家族が逮捕された場合,家族に弁護人をつけるにはどうすればいいのですか。

 法律上,逮捕されたご家族には,弁護人をつける権利が認められています。 (弁護人選任権)
 この権利は,①弁護人の助けを受けることにより,捜査機関と被疑者(犯罪の嫌疑を受けて捜査の対象となっている者)との立場・知識・経験の差を埋めて,被疑者の防御権を確保する(例えば,捜査機関による不当な取調べにより虚偽自白を強いられていないか弁護人がチェックする)とともに,②外部との接触が限定されている被疑者に代わって弁護人が外部との必要な連絡や交渉を行い防御権を実質化する(例えば,被害者に対して弁償をしたり,家族や雇用主に対して監督を依頼して更生環境を整えたりする)ために認められています。

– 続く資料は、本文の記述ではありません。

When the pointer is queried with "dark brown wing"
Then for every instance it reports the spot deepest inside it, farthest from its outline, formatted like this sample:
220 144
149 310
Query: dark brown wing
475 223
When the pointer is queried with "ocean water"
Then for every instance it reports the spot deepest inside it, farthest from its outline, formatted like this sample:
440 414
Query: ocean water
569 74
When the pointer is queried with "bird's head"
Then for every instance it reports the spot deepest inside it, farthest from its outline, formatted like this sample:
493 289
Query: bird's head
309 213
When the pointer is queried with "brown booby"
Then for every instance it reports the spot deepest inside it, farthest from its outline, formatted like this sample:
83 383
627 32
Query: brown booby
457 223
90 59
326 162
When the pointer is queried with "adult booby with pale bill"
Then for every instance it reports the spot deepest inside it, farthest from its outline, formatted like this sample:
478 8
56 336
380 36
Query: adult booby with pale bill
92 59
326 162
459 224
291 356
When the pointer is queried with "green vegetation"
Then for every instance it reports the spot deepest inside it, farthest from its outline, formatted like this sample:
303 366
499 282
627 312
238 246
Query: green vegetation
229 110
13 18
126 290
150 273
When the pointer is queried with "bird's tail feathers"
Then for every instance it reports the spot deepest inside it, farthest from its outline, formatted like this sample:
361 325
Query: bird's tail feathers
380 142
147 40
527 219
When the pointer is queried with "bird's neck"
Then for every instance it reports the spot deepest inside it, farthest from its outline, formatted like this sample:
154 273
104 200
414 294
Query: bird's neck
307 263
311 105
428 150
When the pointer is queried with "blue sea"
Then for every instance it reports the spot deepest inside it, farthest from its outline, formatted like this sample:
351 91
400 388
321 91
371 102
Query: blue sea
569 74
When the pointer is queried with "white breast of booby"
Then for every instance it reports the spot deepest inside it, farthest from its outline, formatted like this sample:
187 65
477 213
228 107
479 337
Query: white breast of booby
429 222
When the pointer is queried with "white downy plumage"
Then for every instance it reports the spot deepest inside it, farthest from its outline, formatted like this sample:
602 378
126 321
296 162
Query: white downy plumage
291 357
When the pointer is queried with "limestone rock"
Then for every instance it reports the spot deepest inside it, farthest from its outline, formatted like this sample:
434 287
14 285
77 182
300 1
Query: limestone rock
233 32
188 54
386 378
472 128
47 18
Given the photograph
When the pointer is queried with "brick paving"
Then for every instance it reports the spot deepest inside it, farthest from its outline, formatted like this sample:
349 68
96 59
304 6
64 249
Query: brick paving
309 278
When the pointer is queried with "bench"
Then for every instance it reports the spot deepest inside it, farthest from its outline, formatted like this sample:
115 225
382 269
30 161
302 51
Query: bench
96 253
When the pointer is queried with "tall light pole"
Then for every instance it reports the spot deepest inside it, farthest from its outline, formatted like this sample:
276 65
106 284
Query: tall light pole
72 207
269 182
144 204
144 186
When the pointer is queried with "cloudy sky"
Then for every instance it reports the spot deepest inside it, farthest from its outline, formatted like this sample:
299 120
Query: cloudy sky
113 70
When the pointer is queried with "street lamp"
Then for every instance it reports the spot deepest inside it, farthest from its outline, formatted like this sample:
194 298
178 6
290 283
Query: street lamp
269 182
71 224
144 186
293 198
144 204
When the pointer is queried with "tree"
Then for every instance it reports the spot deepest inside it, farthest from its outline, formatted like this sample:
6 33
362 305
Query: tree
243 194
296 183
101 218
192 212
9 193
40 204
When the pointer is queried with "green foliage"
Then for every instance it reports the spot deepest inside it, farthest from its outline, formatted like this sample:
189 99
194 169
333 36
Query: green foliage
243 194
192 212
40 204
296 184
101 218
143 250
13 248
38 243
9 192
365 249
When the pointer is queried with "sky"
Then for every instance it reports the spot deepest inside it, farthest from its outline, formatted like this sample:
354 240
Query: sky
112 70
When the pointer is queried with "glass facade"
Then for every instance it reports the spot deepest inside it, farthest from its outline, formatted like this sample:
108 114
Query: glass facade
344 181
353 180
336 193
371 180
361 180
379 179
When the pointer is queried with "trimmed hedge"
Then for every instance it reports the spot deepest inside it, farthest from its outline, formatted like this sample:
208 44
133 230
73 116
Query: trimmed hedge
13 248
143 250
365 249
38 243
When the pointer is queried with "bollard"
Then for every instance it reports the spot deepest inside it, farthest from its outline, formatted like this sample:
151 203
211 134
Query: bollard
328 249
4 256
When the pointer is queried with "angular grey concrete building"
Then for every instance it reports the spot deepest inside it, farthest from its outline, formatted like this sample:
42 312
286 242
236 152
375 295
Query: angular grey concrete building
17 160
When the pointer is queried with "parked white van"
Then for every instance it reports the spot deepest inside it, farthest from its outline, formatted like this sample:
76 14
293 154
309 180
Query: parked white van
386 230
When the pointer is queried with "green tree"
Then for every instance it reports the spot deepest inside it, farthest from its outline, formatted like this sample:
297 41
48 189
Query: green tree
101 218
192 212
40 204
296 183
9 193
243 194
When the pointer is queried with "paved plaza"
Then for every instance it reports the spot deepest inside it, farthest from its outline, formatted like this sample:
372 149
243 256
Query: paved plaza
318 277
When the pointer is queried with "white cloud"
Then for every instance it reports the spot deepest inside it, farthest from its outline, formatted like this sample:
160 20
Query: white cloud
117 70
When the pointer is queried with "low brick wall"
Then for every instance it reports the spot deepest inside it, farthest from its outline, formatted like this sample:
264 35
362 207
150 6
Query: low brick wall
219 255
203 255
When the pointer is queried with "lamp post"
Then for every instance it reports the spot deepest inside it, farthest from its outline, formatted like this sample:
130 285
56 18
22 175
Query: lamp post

 ですから,知っている弁護士に依頼したり,インターネットなどを利用して弁護士を探して依頼したりして,ご家族に弁護人をつけることができます。
 (被疑者国選弁護人制度)
 身柄拘束された場合,一定の犯罪については,ご家族の資力が十分でないと判断されれば,裁判官に対して請求することにより,国選弁護人をつけることができます。
 一方,国選弁護人をつけることができる犯罪でない場合や資力が基準を超過しているときについては,知り合いの弁護士に依頼したり,弁護士会に紹介してもらったりする必要があります。
(当番弁護士制度)
 ご家族が逮捕された場合,逮捕されたご本人又はご家族の依頼により,弁護士が1回だけ無料で逮捕されたご本人と接見する当番弁護士制度があります。
 逮捕された直後,逮捕されたことによる精神的な動揺や「これからどうなるのか」・「どうすればよいのか」わからない不安を抱えることになります。
 場合によっては,このような動揺や不安から,実際にはやっていない犯罪をやってしまったと供述してしまうこともあり,冤罪を生み出す原因にもなります。
 そのため,逮捕後,早期に弁護士が接見し,ご家族から現状を聴き取った り,手続きの説明や権利の再確認などを行ったりすることで,ご家族の動揺や不安を解消するとともに,権利行使を可能するために,当番弁護士制度というものが生まれました。
 ただし,同制度は,あくまで1回の接見のみを予定しているので,その後の弁護については,別途,弁護士に依頼するか国選弁護人の請求をするかしなければなりません。